CTE Presents Itself in Childhood; Head Injuries May Lead to Depression
The researchers started off by analysing brain samples to look for indications of chronic traumatic encephalopathy (CTE), which is characterised by an abnormal accumulation of a protein known as tau, as well as indicators of damage to white matter and other types of brain tissue. All of the samples were taken from the UNITE Brain Bank, which is managed in collaboration with the United States Department of Veterans Affairs and the Concussion Legacy Foundation. This bank houses a collection of more than 1,400 brains that were donated for scientific research following the donor’s death.

The results of that neuropathologic study revealed that the majority of the athletes diagnosed with CTE were in the disease’s early, mild stage, while only a tiny number, three, had progressed to the third stage of the disease’s four phases. (Another recent study conducted at the BU CTE Centre found that playing tackle football at a young age was associated with a loss in brain function later in life.) At this time, CTE can only be identified after a person has passed away.

Even if the sportsmen did not have CTE, the researchers found that the majority of them suffered from clinical symptoms during the brief time that they were alive. This was determined by the researchers through in-depth interviews with the family of the donors. Over seventy percent of them suffered from apathy, and a comparable proportion struggled with depression. Furthermore, over fifty percent of them struggled to maintain control over their behaviour, and many of them struggled with substance abuse as well.

McKee, a professor of neurology and pathology at the BU Chobanian & Avedisian School of Medicine, is also the chief of neuropathology at the VA Boston Healthcare System.

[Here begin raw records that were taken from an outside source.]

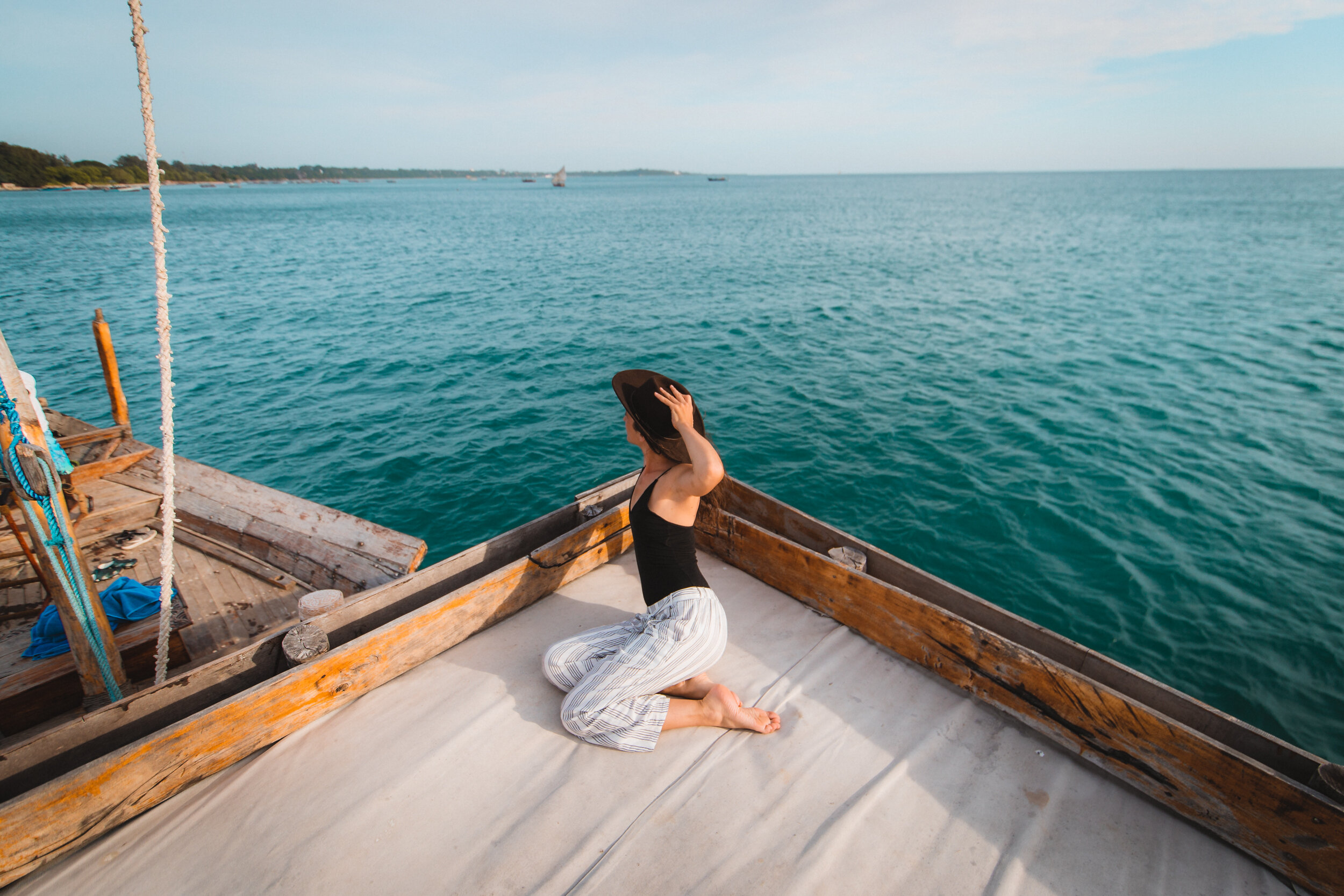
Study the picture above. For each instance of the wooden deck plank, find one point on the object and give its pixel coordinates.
(45, 755)
(54, 819)
(1291, 828)
(815, 535)
(209, 622)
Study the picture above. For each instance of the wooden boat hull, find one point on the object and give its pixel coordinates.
(1237, 782)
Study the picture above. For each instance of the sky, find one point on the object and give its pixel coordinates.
(730, 87)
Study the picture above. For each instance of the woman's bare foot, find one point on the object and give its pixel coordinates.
(691, 688)
(732, 714)
(719, 708)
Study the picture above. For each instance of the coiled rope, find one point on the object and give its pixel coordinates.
(57, 540)
(156, 206)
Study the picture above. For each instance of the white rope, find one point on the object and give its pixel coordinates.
(156, 206)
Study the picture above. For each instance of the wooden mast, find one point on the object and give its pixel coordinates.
(84, 655)
(111, 375)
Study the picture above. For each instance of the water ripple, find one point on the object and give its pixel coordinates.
(1106, 402)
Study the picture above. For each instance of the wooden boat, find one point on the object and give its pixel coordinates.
(65, 785)
(68, 785)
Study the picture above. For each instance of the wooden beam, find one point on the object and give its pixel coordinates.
(50, 687)
(46, 822)
(233, 556)
(111, 375)
(87, 473)
(1291, 828)
(58, 750)
(82, 650)
(776, 516)
(25, 550)
(95, 436)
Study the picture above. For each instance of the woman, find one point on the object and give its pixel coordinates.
(630, 683)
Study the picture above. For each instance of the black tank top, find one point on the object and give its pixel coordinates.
(663, 551)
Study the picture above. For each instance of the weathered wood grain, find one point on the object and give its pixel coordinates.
(88, 437)
(54, 819)
(111, 374)
(80, 644)
(89, 472)
(1281, 822)
(53, 752)
(781, 519)
(233, 556)
(52, 687)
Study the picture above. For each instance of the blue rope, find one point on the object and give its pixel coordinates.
(58, 543)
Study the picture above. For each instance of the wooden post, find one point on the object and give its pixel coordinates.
(103, 335)
(84, 656)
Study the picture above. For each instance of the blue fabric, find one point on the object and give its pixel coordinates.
(124, 601)
(58, 454)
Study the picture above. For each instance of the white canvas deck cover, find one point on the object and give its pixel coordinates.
(457, 778)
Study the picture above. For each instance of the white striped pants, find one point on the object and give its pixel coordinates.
(613, 675)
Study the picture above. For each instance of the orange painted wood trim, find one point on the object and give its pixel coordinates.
(87, 473)
(52, 820)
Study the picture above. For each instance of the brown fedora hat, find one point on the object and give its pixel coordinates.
(638, 391)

He is a William Fairfield Warren Distinguished Professor. “Those symptoms might be a result of the head injury itself,” McKee adds. According to the findings of the study, some of the symptoms that these young athletes are reporting are not due to the early tau pathology that is associated with CTE. The blows to the head themselves could induce damage to the white matter as well as vascular injury, which would result in a breach of the blood-brain barrier.

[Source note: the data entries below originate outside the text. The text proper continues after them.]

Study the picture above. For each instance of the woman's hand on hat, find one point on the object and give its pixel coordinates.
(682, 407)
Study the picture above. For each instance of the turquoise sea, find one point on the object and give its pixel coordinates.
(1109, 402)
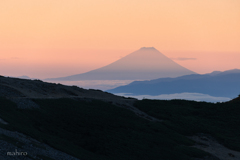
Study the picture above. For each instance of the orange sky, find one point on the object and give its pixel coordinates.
(51, 38)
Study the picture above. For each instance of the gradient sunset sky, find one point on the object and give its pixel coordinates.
(53, 38)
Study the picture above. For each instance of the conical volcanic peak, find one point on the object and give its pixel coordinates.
(144, 64)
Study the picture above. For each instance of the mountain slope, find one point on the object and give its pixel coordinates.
(146, 63)
(221, 84)
(69, 122)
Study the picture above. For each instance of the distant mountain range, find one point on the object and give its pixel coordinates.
(218, 84)
(144, 64)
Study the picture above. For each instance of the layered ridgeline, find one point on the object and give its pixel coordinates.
(50, 121)
(144, 64)
(218, 84)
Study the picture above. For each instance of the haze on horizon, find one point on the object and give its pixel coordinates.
(50, 38)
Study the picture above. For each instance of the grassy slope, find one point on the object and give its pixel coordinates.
(97, 130)
(221, 120)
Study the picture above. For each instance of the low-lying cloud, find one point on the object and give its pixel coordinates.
(186, 96)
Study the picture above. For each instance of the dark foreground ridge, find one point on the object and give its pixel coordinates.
(67, 122)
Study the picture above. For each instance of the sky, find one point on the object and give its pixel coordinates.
(55, 38)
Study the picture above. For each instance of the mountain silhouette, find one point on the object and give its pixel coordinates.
(218, 84)
(144, 64)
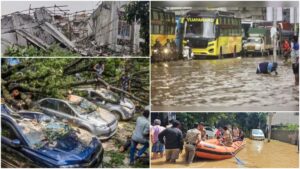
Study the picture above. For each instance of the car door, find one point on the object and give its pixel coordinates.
(95, 98)
(67, 112)
(13, 156)
(49, 107)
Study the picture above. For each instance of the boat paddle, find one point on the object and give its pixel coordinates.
(238, 161)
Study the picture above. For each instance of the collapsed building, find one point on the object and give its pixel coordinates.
(98, 32)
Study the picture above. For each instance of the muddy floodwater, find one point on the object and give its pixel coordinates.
(256, 154)
(228, 84)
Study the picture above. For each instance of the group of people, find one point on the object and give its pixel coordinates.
(170, 140)
(292, 49)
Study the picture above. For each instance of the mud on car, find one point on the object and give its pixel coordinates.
(83, 113)
(33, 139)
(122, 108)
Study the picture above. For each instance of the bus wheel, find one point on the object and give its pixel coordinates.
(220, 53)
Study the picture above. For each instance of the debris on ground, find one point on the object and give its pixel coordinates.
(99, 32)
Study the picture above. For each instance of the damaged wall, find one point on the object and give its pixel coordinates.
(112, 31)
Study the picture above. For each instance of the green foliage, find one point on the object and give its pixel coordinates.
(289, 127)
(47, 77)
(139, 11)
(22, 51)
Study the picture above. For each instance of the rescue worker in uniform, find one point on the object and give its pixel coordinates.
(193, 137)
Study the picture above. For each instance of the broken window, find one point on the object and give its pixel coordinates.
(123, 29)
(123, 26)
(8, 131)
(49, 104)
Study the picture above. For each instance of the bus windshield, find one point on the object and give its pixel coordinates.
(200, 29)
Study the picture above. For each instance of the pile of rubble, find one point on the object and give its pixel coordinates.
(44, 28)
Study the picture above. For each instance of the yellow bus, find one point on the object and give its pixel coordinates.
(212, 33)
(162, 26)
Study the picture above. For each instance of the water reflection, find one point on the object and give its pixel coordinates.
(256, 154)
(222, 83)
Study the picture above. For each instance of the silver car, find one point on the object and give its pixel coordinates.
(85, 114)
(122, 108)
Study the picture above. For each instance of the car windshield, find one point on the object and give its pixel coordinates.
(43, 131)
(254, 40)
(201, 29)
(39, 131)
(257, 132)
(109, 95)
(84, 106)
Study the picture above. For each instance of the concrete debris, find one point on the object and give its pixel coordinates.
(100, 32)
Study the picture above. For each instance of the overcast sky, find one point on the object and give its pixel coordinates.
(13, 6)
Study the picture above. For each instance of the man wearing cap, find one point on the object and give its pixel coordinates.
(193, 137)
(202, 131)
(173, 141)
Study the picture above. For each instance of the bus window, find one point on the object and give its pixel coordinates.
(155, 15)
(161, 16)
(155, 29)
(161, 29)
(168, 17)
(172, 31)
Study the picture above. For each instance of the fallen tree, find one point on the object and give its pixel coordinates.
(39, 78)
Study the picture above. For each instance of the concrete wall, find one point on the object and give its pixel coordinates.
(291, 137)
(106, 24)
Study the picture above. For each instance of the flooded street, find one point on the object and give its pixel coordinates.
(256, 154)
(228, 84)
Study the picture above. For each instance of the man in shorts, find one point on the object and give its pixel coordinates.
(157, 146)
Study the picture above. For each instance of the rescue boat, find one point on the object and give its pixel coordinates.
(212, 149)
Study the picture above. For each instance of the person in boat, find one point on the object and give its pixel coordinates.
(202, 131)
(227, 137)
(235, 133)
(173, 140)
(267, 68)
(158, 147)
(242, 135)
(219, 133)
(193, 137)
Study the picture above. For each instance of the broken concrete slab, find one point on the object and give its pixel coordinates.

The conclusion that she and her colleagues came to was that even just a couple of additional years of experience on the pitch made a significant difference. Those who were diagnosed with CTE had an average playing career that was 3.8 years longer than those who did not have the condition.

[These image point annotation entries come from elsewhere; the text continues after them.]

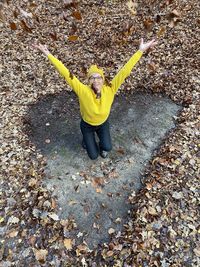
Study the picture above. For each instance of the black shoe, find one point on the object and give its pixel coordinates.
(103, 154)
(83, 145)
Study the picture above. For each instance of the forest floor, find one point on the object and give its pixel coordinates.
(162, 228)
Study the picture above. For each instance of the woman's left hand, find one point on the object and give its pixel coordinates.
(145, 46)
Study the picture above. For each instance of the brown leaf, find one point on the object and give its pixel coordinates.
(77, 15)
(73, 38)
(68, 243)
(161, 31)
(2, 17)
(13, 233)
(53, 203)
(111, 231)
(25, 26)
(54, 36)
(121, 150)
(148, 24)
(132, 6)
(13, 26)
(40, 255)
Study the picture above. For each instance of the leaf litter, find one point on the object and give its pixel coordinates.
(163, 227)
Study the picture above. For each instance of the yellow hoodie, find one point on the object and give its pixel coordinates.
(94, 110)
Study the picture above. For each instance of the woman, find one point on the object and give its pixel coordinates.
(96, 99)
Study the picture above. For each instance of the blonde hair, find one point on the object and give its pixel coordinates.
(95, 69)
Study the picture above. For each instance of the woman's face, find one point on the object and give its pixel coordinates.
(96, 81)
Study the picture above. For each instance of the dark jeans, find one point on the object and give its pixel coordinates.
(102, 131)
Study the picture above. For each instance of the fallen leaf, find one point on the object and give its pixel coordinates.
(111, 231)
(53, 216)
(40, 255)
(73, 38)
(68, 243)
(77, 15)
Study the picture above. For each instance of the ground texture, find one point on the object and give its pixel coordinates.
(163, 228)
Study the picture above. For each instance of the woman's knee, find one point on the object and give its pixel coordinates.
(107, 147)
(93, 156)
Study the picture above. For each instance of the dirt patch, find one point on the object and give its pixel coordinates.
(95, 193)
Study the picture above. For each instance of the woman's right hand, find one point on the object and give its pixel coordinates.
(42, 48)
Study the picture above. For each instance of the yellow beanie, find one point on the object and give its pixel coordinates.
(95, 69)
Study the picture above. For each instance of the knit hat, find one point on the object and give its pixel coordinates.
(95, 69)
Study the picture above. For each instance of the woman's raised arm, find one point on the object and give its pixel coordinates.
(127, 68)
(74, 83)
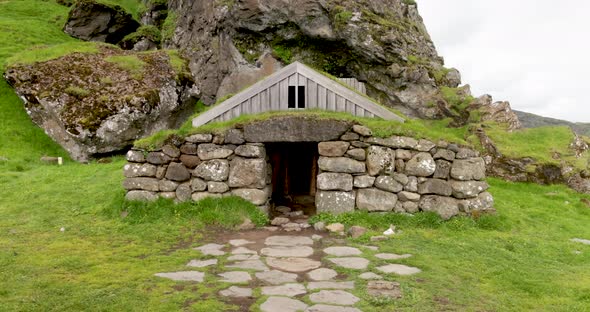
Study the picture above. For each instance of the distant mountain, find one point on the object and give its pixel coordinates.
(529, 120)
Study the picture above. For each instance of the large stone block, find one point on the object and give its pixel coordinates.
(380, 160)
(469, 169)
(389, 184)
(158, 158)
(445, 207)
(251, 151)
(200, 138)
(333, 149)
(443, 169)
(213, 151)
(341, 164)
(141, 196)
(247, 173)
(468, 189)
(421, 165)
(334, 202)
(146, 184)
(213, 170)
(484, 202)
(137, 170)
(167, 186)
(255, 196)
(177, 172)
(135, 156)
(190, 161)
(375, 200)
(364, 181)
(435, 186)
(357, 154)
(395, 142)
(330, 181)
(217, 187)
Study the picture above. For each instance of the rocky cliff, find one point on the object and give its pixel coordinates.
(232, 44)
(98, 103)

The UNITE Brain Bank primarily accepts donations from individuals who have been concerned about their brain health throughout their lives. The study did not include any samples from young people who participated in sports that did not involve physical contact. According to McKee, it is shocking how many cases of CTE have been documented in young people who participate in contact sports when compared to the general population.

According to McKee, “this study demonstrates very clearly that the pathology of CTE starts early.” It is astonishing that more than forty percent of young contact and collision sport athletes in the UNITE Brain Bank have CTE, especially when one considers that research conducted on community brain banks indicate that less than one percent of the general population has CTE.